March 22nd, 2010 · No Comments

This guest post from chparadise provides some important information about the climate ‘state of play’.

While the focus has (rightfully) been on HCR, climate change news hasn’t been fully dead. In fact, it may have been easy to miss a couple notes:

  1. 2010 is very likely to be the hottest year on record.
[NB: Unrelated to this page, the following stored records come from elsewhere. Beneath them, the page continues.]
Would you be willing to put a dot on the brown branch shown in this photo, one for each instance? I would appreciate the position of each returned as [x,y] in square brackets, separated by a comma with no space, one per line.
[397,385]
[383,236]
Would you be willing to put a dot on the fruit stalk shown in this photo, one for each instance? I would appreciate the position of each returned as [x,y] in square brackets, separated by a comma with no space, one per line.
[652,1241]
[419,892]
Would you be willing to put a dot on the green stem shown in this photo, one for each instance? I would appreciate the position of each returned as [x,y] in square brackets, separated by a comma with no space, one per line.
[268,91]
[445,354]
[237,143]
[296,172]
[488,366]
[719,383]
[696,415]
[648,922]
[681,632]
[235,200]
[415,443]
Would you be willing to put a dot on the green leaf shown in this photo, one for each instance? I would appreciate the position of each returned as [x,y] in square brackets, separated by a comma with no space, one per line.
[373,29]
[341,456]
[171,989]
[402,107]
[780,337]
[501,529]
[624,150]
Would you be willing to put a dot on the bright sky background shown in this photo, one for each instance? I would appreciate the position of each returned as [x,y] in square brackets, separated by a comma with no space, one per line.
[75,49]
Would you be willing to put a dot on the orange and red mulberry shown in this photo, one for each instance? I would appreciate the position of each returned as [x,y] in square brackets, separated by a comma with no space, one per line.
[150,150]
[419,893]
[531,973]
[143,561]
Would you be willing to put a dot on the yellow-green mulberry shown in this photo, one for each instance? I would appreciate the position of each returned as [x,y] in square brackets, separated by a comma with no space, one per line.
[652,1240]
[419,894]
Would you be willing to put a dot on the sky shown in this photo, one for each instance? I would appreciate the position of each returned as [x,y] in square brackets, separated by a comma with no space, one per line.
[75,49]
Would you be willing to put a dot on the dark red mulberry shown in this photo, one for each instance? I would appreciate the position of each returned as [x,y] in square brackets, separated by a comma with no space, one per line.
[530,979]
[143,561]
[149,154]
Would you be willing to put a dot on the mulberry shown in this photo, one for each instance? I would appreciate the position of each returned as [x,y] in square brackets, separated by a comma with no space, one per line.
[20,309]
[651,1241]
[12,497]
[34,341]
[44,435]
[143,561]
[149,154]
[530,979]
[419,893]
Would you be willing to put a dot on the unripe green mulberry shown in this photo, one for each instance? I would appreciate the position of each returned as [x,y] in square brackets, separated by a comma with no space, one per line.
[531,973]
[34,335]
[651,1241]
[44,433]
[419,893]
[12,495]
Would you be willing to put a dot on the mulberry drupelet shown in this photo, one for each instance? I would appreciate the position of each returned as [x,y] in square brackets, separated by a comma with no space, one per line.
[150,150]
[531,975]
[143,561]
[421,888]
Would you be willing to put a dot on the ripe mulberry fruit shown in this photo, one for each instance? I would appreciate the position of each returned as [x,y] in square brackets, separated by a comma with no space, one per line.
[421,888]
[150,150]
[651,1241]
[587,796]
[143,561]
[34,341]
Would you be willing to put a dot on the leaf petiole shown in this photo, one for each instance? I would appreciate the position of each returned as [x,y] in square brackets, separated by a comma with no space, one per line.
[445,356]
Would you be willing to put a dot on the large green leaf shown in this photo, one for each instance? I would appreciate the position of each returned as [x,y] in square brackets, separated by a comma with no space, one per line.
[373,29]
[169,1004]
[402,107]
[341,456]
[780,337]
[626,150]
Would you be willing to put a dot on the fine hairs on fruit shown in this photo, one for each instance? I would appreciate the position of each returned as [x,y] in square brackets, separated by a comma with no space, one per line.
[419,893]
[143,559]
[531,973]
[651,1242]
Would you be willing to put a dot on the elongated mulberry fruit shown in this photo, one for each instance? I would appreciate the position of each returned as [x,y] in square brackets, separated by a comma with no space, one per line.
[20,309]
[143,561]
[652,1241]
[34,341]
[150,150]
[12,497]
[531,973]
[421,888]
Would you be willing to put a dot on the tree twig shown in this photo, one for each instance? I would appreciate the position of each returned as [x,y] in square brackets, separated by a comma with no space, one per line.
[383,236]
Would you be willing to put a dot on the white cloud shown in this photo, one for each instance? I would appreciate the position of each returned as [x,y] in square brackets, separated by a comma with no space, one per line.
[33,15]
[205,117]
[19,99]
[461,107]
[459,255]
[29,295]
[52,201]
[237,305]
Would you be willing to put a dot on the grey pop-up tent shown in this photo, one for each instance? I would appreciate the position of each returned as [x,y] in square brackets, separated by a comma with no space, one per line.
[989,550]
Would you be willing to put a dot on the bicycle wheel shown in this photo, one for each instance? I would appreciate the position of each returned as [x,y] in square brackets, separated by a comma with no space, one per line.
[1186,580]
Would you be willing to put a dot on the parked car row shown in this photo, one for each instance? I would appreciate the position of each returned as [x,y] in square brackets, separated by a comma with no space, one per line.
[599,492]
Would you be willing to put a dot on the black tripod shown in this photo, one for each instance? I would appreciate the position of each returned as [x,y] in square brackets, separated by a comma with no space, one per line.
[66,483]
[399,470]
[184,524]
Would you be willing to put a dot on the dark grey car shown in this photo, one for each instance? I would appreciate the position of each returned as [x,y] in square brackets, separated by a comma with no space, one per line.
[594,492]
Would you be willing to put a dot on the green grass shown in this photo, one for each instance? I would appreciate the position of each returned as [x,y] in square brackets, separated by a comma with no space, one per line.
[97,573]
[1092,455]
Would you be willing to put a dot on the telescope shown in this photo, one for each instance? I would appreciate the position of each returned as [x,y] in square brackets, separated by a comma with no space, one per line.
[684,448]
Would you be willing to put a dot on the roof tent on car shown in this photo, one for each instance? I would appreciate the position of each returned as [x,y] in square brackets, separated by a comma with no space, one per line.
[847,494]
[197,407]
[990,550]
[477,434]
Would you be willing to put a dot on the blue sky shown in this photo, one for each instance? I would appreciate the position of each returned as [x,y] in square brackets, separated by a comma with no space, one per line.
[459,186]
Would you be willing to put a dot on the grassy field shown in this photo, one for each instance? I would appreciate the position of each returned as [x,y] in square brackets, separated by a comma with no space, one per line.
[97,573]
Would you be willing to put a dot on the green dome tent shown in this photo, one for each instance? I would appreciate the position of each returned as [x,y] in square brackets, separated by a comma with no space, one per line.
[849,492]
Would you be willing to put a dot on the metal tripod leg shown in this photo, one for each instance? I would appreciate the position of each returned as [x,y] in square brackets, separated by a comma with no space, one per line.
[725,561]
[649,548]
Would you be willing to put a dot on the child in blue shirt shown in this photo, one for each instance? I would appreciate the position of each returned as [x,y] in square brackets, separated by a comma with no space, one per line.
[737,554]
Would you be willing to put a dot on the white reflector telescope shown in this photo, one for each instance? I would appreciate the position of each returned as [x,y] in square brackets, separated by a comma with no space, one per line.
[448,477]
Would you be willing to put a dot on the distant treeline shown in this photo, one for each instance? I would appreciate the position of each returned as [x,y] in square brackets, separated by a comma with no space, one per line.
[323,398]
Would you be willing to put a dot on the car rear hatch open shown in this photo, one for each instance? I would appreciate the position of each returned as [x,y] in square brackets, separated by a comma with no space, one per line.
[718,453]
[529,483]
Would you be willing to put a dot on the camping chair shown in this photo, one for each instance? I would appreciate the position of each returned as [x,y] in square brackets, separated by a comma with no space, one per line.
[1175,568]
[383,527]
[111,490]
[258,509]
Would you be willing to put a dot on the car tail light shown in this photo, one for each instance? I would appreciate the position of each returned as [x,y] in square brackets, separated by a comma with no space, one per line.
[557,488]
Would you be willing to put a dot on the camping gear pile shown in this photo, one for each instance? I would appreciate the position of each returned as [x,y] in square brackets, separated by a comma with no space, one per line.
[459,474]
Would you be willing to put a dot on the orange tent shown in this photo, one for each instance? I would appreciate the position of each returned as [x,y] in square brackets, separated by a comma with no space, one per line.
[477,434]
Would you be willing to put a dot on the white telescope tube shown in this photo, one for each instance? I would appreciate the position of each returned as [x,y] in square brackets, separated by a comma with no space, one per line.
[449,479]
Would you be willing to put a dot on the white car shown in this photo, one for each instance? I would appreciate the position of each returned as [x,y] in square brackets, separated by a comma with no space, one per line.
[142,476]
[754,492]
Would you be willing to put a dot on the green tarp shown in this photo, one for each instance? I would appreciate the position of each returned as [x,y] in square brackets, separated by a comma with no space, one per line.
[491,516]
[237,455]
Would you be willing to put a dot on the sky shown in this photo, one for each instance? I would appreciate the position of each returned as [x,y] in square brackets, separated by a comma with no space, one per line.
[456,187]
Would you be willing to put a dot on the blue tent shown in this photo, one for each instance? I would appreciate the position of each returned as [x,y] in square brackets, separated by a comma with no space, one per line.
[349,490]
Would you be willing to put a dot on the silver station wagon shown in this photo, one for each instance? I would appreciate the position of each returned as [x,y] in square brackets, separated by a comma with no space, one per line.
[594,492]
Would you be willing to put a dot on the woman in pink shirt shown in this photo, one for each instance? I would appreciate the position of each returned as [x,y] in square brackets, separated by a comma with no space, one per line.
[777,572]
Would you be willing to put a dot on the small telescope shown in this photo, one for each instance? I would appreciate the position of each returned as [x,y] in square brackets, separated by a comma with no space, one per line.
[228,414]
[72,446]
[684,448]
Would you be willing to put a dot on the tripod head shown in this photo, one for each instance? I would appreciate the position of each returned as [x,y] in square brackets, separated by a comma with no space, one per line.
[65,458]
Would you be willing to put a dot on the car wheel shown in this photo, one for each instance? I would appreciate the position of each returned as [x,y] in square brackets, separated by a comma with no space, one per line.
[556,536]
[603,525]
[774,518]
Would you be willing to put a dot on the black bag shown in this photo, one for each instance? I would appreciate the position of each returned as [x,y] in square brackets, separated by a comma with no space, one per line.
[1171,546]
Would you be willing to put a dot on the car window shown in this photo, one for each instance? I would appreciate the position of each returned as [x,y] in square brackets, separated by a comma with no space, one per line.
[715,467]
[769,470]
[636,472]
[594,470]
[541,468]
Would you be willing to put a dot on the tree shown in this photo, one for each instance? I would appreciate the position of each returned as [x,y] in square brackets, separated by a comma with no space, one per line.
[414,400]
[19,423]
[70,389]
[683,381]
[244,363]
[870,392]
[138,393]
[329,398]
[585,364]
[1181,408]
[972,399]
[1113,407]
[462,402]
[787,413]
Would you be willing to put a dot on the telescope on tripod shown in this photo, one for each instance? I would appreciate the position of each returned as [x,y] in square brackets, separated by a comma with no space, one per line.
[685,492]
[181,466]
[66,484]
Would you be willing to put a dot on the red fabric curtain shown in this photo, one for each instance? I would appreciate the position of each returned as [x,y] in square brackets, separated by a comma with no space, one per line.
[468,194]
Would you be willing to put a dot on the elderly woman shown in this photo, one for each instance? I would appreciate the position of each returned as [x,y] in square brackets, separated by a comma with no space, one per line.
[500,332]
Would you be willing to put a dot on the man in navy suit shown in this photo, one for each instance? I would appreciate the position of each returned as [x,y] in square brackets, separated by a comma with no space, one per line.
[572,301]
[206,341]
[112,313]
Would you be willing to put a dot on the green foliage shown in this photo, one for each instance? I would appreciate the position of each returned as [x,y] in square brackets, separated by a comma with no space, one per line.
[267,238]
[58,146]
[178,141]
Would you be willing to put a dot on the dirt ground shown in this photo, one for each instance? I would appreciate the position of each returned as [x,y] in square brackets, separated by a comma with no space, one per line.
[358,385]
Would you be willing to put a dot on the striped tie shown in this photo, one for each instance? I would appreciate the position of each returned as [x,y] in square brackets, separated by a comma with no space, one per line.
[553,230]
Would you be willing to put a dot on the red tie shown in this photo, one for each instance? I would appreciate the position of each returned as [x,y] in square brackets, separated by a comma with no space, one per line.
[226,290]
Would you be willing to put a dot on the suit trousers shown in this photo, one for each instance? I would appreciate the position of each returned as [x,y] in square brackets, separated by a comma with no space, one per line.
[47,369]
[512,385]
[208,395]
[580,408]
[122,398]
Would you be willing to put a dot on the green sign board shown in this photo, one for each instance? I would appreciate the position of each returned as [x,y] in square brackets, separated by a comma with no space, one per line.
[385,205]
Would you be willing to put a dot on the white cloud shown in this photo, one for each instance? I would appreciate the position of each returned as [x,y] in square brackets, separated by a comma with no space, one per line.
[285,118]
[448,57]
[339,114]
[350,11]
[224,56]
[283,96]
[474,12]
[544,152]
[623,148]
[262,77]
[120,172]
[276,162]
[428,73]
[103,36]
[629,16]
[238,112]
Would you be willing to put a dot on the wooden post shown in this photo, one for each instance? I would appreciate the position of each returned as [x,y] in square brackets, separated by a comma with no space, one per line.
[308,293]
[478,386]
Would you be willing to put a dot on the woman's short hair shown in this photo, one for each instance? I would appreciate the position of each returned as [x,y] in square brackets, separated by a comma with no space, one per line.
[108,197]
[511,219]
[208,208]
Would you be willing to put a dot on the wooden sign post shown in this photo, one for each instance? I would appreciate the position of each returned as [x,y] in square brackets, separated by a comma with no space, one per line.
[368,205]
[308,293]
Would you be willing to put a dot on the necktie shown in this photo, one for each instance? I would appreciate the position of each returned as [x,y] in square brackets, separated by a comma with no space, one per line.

This was predicted based on the presence of a modest El Nino and as I’ve shown below the fold, the prediction’s so far been borne out.
  2. Skeptical Science and other sites are being targeted for hacks.
  3. NASA has another paper coming out that the last decade was damn hot.
  4. Stanford study confirming that media coverage of climate change is presenting a false balance that misleads the public.
  5. (Apologies if this link doesn’t work – my school has an institutional subscription to Science Magazine) New study shows that burning brush may help forests retain more CO2 by promoting larger tree health.

Join me for figures and more below the jump.

The NASA paper (hasn’t fully gone through peer review yet, so some things may get changed, but the main conclusion is valid) notes that warming didn’t go away in the 2000’s (dur), and they predict a high likelihood of 2010 being a record year, due to the moderate El Nino and other factors (note that the 1998 El Nino was significantly stronger – I haven’t been able to find a decent graph comparing the two, so this table will have to suffice)

Figure 1: It’s warming up!

GISS1

Figure 2: 2010 running satellite average. Circle indicates the latest day. Note how 2010 is almost exclusively higher than any previous year. (Apologies that the figure is for about a month ago – March hasn’t been any different and I can’t make the figures into GIF or JPG myself).

UAH-winter-2010

Figure 3: For better or worse, the current solar minimum appears to be ending. This could mean that the current negative forcing by the solar cycle could reverse.

Ap

Figure 4: This one’s been posted before, but temperature vs solar cycle. Useful for showing that the solar cycle hasn’t been responsible for the warming.

Temp_vs_TSI_2009

Figure 5: Another one that’s been posted a lot, but as a reminder, most of the excess heat that’s trapped by CO2 and methane and other GHG’s ends up in the oceans.

Total-Heat-Content

More on note 4.

ClimateChangeReporting

Hopefully the passage of HCR will help grease the skids to get other stuff moving. If dems use the momentum to get meaningful legislation through, then I’ll be the first to applaud them. Or one of the first.